A abertura do governo aos partidos aliados e mesmo recalcitrantes, pelas vias formais de cargos e ministérios, está fazendo o Executivo e o Legislativo ampliar de tal maneira as possibilidades de acomodação a ponto de tornar inevitáveis no futuro problemas de coordenação e agilidade na tomada de decisões. O governo de Lula voltou às origens, com 37 ministros alojados em 30 ministérios, mais três secretarias e quatro órgãos equivalentes a pastas. Seis deles foram reservados ao PSD, MDB e União Brasil, partido dividido que ainda não se sente representado no governo. Agora, parte-se para a divisão no segundo escalão, autarquias e estatais.
O loteamento do Estado, que no primeiro governo de Lula privilegiou o PT, agora é mais “democrático”, pois a coalizão governista é minoritária em uma Câmara dominada pelas legendas fisiológicas do Centrão. A moeda corrente das alianças voltou a ser a distribuição de cargos, depois que o PT flertou com a aceitação do orçamento secreto, antes dele ser fulminado pelo Supremo Tribunal Federal.

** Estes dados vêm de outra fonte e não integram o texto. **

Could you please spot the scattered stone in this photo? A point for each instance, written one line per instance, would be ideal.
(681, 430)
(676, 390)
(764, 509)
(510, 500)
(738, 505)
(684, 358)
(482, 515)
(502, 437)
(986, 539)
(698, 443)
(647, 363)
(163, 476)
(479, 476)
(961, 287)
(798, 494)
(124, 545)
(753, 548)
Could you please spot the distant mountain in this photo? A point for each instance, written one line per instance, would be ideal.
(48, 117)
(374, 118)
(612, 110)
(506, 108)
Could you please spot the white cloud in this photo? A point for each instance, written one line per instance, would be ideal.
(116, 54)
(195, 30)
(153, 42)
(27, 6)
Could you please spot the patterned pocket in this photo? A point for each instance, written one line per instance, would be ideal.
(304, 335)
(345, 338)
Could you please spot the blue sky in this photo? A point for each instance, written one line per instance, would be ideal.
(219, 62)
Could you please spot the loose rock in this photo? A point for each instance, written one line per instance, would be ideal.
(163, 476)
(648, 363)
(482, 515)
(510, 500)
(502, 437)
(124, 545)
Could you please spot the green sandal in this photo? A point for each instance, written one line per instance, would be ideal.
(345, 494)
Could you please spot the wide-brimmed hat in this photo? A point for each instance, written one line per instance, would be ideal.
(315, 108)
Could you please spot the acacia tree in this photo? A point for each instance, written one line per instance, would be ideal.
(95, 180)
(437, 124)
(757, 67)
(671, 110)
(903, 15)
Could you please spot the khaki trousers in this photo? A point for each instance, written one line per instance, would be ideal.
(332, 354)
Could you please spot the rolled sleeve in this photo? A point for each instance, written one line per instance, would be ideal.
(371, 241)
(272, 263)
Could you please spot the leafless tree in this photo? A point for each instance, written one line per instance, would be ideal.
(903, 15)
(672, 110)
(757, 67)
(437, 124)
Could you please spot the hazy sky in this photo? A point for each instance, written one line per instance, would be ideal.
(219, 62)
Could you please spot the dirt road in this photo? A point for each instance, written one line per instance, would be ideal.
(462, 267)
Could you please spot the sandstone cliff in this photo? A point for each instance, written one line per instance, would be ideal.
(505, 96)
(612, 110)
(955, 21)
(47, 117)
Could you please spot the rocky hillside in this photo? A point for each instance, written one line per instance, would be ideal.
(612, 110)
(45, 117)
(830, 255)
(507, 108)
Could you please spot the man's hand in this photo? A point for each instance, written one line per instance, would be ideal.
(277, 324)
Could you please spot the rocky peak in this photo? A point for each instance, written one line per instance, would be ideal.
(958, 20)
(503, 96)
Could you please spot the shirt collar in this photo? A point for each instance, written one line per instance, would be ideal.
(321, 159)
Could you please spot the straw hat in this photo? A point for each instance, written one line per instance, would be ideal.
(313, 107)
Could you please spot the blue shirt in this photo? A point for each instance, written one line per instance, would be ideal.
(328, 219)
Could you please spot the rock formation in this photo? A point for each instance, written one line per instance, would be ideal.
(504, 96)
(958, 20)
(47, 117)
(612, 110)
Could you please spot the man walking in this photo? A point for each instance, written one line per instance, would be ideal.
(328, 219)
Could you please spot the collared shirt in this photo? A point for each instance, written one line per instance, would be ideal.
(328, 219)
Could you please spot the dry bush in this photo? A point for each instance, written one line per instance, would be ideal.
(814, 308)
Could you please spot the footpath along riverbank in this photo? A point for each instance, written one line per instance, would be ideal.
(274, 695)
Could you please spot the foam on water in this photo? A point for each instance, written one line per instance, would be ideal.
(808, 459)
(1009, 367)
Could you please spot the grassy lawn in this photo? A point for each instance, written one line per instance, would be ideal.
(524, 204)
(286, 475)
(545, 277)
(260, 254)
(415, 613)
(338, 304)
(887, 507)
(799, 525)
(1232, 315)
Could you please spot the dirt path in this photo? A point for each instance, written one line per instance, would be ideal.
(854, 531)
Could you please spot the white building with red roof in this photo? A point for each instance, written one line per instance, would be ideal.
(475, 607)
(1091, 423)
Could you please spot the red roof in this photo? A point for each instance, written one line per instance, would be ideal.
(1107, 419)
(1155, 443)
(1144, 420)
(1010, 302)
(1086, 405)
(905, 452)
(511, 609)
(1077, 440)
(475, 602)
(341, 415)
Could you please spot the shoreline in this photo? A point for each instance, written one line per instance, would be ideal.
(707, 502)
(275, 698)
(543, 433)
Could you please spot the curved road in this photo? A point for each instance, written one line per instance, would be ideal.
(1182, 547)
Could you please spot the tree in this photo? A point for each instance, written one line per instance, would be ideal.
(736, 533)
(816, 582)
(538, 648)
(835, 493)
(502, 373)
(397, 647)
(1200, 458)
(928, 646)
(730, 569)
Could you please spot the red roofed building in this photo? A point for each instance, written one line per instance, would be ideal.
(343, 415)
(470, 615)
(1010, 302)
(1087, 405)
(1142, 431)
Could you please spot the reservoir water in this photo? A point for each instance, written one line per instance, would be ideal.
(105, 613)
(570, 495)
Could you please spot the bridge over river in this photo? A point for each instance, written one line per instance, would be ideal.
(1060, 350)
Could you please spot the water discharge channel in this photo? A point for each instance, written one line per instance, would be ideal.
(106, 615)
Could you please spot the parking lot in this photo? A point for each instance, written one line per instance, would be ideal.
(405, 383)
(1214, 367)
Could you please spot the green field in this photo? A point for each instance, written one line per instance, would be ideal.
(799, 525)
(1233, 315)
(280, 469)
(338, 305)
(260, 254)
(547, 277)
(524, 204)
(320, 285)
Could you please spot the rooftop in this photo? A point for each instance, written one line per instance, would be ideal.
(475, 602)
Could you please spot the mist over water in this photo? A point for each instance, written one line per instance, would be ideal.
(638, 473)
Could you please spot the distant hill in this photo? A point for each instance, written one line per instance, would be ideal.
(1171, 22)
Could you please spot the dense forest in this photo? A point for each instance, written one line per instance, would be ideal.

Para arrumar espaço a indicações político-partidárias, as restrições existentes têm de ser derrubadas, ou tornadas flexíveis a ponto da inocuidade. Um dos mais sólidos pilares da racionalidade administrativa, a lei das estatais, ruiu na Câmara ao apagar das luzes da legislatura anterior, com uma emenda de última hora a um projeto que tratava de publicidade das estatais. O fim prático da quarentena de 3 anos para ocupar cargos de direção das empresas estatais abrirá espaço para aventureiros e politicagens de sempre e o clima é propício a considerar a vedação legal como “criminalização da política”.
O projeto está parado no Senado e não serão os partidos do Centrão ou o PT que se oporão a distorcer a lei das estatais se as mudanças podem beneficiá-los. São mais de 450 cargos influentes e bem remunerados em jogo e da parte do governo não parece haver o menor interesse em preservar os limites legais.
Um alvo próximo são as agências reguladoras. Logo no início de seu primeiro governo, Lula se estranhou com elas, por não estarem subordinadas ao governo. Lula não interferiu em seus dois mandatos, mas depois as agências foram sendo aparelhadas por indicações políticas e diluindo seu caráter técnico. Uma das formas corriqueiras de miná-las por dentro foi a indicação para órgãos reguladores de participantes que trabalharam na iniciativa privada em setores econômicos por elas regulados.
Mesmo assim, sua independência provou-se valiosa, como mostrou o exemplo da Anvisa durante a pandemia, opondo-se ao charlatanismo homicida do então presidente Jair Bolsonaro. Agora, o deputado Danilo Forte (União Brasil-CE) pegou carona na MP 1154, que estabelece nova organização da Presidência e dos ministérios, e apresentou a emenda 54, subordinando as agências reguladoras aos ministérios, retirando-lhes a edição de “atos normativos” e entregando-os a conselhos políticos. Em sua composição entrariam representantes das pastas, de setores regulados, da academia e dos consumidores.
Decisões técnicas e especializadas, se a emenda vingar, serão contornadas ou escamoteadas por influências políticas e privadas, esvaziando os órgãos reguladores e reduzindo seus pareceres a mais uma opinião entre outras. A emenda anula poderes das agências, estando implícito que os ministérios estão muito mais abertos a influências políticas do que as agências em sua configuração legal. Ainda que isso possa não redundar em cargos para loteamento (ao que se sabe até agora), abre caminho para lobbies variados em decisões vitais para o funcionamento da economia.
A Câmara dos Deputados, dirigida por Lira, reeleito para o cargo com apoio quase unânime dos partidos (apenas dois não votaram nele), está tendo problemas para contentar todo mundo, em especial o maior partido da Casa, o PL, inchado pelos bolsonaristas e que conta com 99 deputados. Ontem a Câmara aprovou projeto de resolução para criar mais cinco comissões, levando o total a 30. No início eram 12 comissões. O relator, Hugo Motta (Republicanos), deu justificativa original: o aumento levava em conta a proliferação dos ministérios. Um efeito é que os projetos terão de passar por mais comissões do que antes.
“Quanto mais a gente demora para encontrar uma solução, seja para MP ou projeto de lei, mais fica caro aprovar aquelas coisas e fica cravada a desarmonia”, disse Lula aos líderes da base aliada. O presidente parece disposto a pagar o preço dos acordos com o Centrão.